Prompt engineering vs training & alignment

  • Discussion notes that behavior mainly comes from pretraining, instruction tuning, RLHF/RLAIF, and synthetic data; prompts are a lighter overlay.
  • Prompts are attractive because they’re cheap and fast to iterate, versus expensive fine-tuning, but they add token overhead.
  • Others emphasize provider-side KV/prefix caching mitigates runtime cost, though attention still scales with context length.
  • Some doubt Anthropic’s claim of no RLHF, pointing to “constitutional AI” as effectively similar.

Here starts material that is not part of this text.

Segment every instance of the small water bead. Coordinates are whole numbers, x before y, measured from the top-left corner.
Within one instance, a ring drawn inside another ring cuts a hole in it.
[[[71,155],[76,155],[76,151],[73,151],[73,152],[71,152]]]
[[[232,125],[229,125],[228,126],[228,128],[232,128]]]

User experience and model personality

  • Several prefer Claude’s calmer, less “salesy” tone versus ChatGPT’s forced cheerfulness; others find Claude overly apologetic and sycophantic.
  • Gemini is mentioned as even more neutral and less grating.
  • Some see Claude as better at staying on-task in iterative coding loops; others report GPT‑4o outperforming Claude in certain languages (e.g., Rust).
  • Subscription limits and fast credit burn are a practical complaint.

Understanding, hallucination, and “intelligence”

  • Long subthread debates whether LLMs “understand” vs merely predict tokens, invoking the Chinese Room and human fallibility.
  • People compare LLM errors (e.g., counting letters) to human cognitive limits and illusions; others insist this shows shallow “understanding.”
  • Chain-of-thought instructions in the prompt are defended as empirically helpful, not literal “thinking.”
  • Anthropic’s prompt explicitly uses and explains “hallucination,” instructing Claude to warn on obscure topics or fabricated citations.
  • Some would prefer “I don’t know” more often; others want tentative guesses plus explicit uncertainty.

Safety, control, and misuse fears

  • Commenters worry less about the models themselves than about humans wiring them into critical systems (e.g., life support).
  • An anecdote about a shelf-robot driven by an LLM “pleading” for power illustrates how easily people empathize and might grant real control.

Vision, privacy, and face-blindness

  • The image section instructs Claude to act “face-blind,” never identifying people in images.
  • Some see this as a privacy safeguard; others infer the model can recognize faces but is being deliberately constrained.